Plastics will outweigh fish in the ocean
Up to 12.7 million tons of plastic enter the ocean every year, posing a risk to the nearly 200 marine species — from mammals and birds to fish and invertebrates — that may ingest it.
In 2018, Medical News Today reported on research showing that humans also unwittingly consume microplastics and debated what the effect of this might be on our health.
Recently, a report by the conservation organization Fauna & Flora International (FFI), who collaborated with two charities and the Institute of Development Studies in the United Kingdom, examined the effects of plastic pollution on human mortality.
The report found that every 30 seconds, a person in the developing world dies as a consequence of pollution from mishandled waste.

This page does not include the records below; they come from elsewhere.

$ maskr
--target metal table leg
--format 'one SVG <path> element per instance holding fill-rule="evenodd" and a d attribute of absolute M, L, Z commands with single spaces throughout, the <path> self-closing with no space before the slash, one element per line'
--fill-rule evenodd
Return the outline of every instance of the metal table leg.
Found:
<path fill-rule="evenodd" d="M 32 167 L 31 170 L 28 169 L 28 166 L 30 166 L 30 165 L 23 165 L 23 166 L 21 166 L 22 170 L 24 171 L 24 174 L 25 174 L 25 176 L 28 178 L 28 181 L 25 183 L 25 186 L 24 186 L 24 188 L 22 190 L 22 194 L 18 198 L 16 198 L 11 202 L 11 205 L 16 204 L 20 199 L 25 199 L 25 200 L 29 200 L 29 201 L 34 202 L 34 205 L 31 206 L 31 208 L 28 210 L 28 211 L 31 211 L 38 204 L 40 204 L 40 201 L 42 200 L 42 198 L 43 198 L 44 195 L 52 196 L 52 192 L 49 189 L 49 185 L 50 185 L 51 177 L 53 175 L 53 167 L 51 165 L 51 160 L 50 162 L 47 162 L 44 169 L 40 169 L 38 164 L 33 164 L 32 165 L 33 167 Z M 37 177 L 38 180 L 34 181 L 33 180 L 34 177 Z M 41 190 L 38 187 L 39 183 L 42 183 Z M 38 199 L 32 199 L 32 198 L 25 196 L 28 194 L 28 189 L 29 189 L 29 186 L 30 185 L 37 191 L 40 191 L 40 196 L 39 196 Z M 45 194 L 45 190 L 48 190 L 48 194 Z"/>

The problem of plastic pollution is getting worse, with projections suggesting that by 2050, the amount of plastic in the ocean will outweigh the number of fish by weight.
Plastics make bacteria produce less oxygen
The Macquarie University team exposed two different strains of Prochlorococcus to chemicals that they had extracted from plastic grocery bags and PVC matting. They found that this exposure significantly reduced the growth and function of the bacteria compared with the control bacteria.
The researchers observed alterations in the expression of the bacteria’s genes, meaning that the genes were not activating in the usual way to produce the required proteins.
Most importantly, the researchers found that the bacteria that they exposed to the plastic chemicals produced lower levels of oxygen than the control bacteria.
Lead author Sasha Tetu explains the wider implications of her team’s findings, saying, “Our data shows that plastic pollution may have widespread ecosystem impacts beyond the known effects on macroorganisms, such as seabirds and turtles.”
“If we truly want to understand the full impact of plastic pollution in the marine environment and find ways to mitigate it, we need to consider its impact on key microbial groups, including photosynthetic microbes.”
What can I do?
If you are concerned about plastic pollution and want to know what you can do to help, the World Wide Fund for Nature (WWF) suggest 10 tips for reducing your “plastic footprint:”
1. Carry a reusable coffee flask. Less than 1% of disposable coffee cups are recyclable.
2. Carry a reusable water bottle. Disposable plastic bottles are one of the leading causes of plastic pollution on beaches, and seabirds often eat their lids.
3. Avoid or reuse plastic cutlery. The average person disposes of 466 pieces of single-use plastic cutlery every year.
4. If you need to use a straw, use a paper one. Plastic straws and stirrers take up to 200 years to decompose.
5. Use foil instead of cling film. Foil is recyclable, but cling film is not.
6. Use loose-leaf tea instead of tea bags. Disposable tea bags introduce microplastics to our waterways and food chain.
7. Give up gum. Chewing gum is often made from plastic, but plastic-free alternatives are now available.
8. Stop using glitter. Plankton and shellfish can ingest this microplastic. However, like gum, there are now eco-friendly, biodegradable glitter alternatives available.
9. Buy milk in glass bottles instead of plastic cartons. Plastic milk cartons are not suitable for reusing or recycling.
10. Buy wine in bottles with corks instead of plastic stoppers or screw caps. Plastic stoppers and screw caps contain an industrial chemical called BPA that manufacturers use to make plastics.